Allow auditor to read group contribution analytics

The auditor role should be able to view contribution analytics of a group they are not a member of, as per our docs. Changelog: fixed EE: true

Allow auditor to read group contribution analytics
The auditor role should be able to view contribution analytics of a group they are not a member of, as per our docs.
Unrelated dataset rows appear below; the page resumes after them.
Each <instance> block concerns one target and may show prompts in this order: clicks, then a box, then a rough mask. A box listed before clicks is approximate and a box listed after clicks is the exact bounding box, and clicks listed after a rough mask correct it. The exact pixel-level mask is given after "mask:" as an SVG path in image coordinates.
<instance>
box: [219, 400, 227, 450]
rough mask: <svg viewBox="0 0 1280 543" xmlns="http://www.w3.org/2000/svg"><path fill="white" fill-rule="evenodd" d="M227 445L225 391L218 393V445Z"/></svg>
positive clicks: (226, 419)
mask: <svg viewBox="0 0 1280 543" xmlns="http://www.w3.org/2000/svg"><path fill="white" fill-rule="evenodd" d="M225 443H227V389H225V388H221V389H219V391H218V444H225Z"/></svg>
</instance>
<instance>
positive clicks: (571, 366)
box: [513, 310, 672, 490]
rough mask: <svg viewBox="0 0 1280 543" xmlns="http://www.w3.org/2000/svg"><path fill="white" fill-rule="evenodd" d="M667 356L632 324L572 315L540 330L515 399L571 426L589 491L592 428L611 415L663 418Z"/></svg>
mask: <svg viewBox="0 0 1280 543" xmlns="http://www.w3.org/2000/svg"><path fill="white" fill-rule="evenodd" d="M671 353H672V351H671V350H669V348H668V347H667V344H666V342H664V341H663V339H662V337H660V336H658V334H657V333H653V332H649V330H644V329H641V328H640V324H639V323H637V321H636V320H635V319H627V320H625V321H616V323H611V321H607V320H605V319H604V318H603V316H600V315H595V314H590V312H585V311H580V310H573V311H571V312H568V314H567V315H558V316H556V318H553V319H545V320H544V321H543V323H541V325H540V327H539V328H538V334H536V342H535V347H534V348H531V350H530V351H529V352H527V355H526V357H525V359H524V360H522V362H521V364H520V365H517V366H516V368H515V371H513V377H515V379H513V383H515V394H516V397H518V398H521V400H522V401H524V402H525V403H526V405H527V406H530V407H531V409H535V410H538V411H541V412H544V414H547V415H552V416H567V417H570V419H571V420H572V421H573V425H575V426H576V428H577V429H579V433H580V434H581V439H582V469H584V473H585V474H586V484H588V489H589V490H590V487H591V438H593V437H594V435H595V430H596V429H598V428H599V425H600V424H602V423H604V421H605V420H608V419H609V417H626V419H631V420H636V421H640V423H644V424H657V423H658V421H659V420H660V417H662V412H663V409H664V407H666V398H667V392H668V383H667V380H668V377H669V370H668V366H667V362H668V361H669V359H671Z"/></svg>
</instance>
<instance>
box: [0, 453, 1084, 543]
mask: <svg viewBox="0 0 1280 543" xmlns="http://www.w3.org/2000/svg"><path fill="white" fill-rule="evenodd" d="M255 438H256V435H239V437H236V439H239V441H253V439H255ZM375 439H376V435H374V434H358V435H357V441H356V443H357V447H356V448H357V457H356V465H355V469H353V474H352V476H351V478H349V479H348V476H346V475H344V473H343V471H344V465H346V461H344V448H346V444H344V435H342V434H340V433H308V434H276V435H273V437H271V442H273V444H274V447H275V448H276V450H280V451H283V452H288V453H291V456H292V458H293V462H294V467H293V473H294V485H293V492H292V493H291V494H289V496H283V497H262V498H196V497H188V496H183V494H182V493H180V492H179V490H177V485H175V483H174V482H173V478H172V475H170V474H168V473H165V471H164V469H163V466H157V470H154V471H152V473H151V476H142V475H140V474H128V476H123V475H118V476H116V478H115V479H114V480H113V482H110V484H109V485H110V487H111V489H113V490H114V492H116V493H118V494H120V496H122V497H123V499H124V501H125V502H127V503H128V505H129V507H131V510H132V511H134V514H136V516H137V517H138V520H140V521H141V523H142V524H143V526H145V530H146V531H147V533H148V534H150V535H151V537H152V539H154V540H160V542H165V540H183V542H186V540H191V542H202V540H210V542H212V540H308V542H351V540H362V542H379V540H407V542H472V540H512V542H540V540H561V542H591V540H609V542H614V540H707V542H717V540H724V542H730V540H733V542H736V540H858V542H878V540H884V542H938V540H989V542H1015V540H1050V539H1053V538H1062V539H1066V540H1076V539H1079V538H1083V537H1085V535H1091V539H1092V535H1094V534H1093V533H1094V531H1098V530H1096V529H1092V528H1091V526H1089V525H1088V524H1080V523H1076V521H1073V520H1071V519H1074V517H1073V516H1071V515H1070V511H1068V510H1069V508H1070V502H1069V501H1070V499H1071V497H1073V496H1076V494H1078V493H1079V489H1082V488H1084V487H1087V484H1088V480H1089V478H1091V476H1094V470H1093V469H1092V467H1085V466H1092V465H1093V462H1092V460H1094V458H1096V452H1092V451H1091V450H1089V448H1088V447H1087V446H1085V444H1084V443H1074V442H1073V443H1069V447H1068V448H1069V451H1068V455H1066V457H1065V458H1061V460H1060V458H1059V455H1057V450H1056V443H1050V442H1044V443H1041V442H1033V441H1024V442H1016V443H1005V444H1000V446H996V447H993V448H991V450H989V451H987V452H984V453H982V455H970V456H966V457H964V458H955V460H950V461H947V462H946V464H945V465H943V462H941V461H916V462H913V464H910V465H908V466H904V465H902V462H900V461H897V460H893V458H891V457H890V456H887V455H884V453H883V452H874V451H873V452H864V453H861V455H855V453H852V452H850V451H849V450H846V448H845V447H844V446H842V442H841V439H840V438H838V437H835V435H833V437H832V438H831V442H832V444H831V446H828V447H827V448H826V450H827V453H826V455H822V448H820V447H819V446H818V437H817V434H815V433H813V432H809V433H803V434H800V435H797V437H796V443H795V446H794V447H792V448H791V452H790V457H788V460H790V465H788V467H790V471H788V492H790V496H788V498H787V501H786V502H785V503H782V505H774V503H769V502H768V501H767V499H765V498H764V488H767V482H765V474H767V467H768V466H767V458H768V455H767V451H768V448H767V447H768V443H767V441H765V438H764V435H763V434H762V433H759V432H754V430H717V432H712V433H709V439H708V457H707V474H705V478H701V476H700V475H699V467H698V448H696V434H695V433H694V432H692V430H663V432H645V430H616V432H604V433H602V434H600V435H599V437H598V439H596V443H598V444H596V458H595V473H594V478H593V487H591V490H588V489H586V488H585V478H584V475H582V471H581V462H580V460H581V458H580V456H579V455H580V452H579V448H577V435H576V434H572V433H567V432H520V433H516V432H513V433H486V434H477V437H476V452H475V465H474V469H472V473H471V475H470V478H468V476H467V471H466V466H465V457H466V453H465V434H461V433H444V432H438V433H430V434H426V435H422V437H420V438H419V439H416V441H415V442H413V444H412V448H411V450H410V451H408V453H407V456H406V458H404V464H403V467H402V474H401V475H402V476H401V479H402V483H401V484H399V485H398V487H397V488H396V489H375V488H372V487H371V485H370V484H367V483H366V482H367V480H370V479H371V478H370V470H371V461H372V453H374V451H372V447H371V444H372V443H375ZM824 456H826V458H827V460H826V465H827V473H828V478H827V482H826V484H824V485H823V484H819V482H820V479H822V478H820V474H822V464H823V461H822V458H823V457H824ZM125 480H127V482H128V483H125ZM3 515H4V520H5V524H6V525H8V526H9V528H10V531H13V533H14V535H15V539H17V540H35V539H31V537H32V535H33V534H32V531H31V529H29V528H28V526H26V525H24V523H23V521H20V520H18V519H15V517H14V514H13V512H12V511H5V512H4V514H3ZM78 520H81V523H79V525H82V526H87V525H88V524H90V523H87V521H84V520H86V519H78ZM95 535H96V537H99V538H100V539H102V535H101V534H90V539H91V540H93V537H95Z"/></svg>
Changelog: fixed EE: true
448b87a8 · Magdalena Frankiewicz · Bob Van Landuyt · b4120f95 · 448b87a8 · 448b87a8
Commit 448b87a8 authored Mar 28, 2022 by Magdalena Frankiewicz Committed by Bob Van Landuyt Mar 31, 2022
3 changed files
--- a/ee/app/policies/ee/group_policy.rb
+++ b/ee/app/policies/ee/group_policy.rb
@@ -175,6 +175,7 @@ module EE
        enable :view_productivity_analytics
        enable :view_group_devops_adoption
        enable :read_group_repository_analytics
+        enable :read_group_contribution_analytics
      end

      rule { owner | admin }.policy do

--- a/ee/spec/controllers/groups/contribution_analytics_controller_spec.rb
+++ b/ee/spec/controllers/groups/contribution_analytics_controller_spec.rb
@@ -35,20 +35,29 @@ RSpec.describe Groups::ContributionAnalyticsController do
  end

  describe '#authorize_read_contribution_analytics!' do
-    before do
-      group.add_user(guest_user, GroupMember::GUEST)
-      sign_in(guest_user)
-    end
+    let(:request) { get :show, params: { group_id: group.path } }
+
+    context 'when feature is available to the group' do
+      before do
+        stub_licensed_features(contribution_analytics: true)
+      end
+
+      context 'when user is an auditor' do
+        let(:auditor) { create(:user, :auditor) }
+
+        it 'allows access' do
+          sign_in(auditor)

-    context 'when user has access to the group' do
-      let(:request) { get :show, params: { group_id: group.path } }
+          request
+
+          expect(response).to have_gitlab_http_status(:success)
+        end
+      end

-      context 'when feature is available to the group' do
+      context 'when user has access to the group' do
        before do
-          allow(License).to receive(:feature_available?).and_call_original
-          allow(License).to receive(:feature_available?)
-            .with(:contribution_analytics)
-            .and_return(true)
+          group.add_user(guest_user, GroupMember::GUEST)
+          sign_in(guest_user)

          allow(Ability).to receive(:allowed?).and_call_original
          allow(Ability).to receive(:allowed?)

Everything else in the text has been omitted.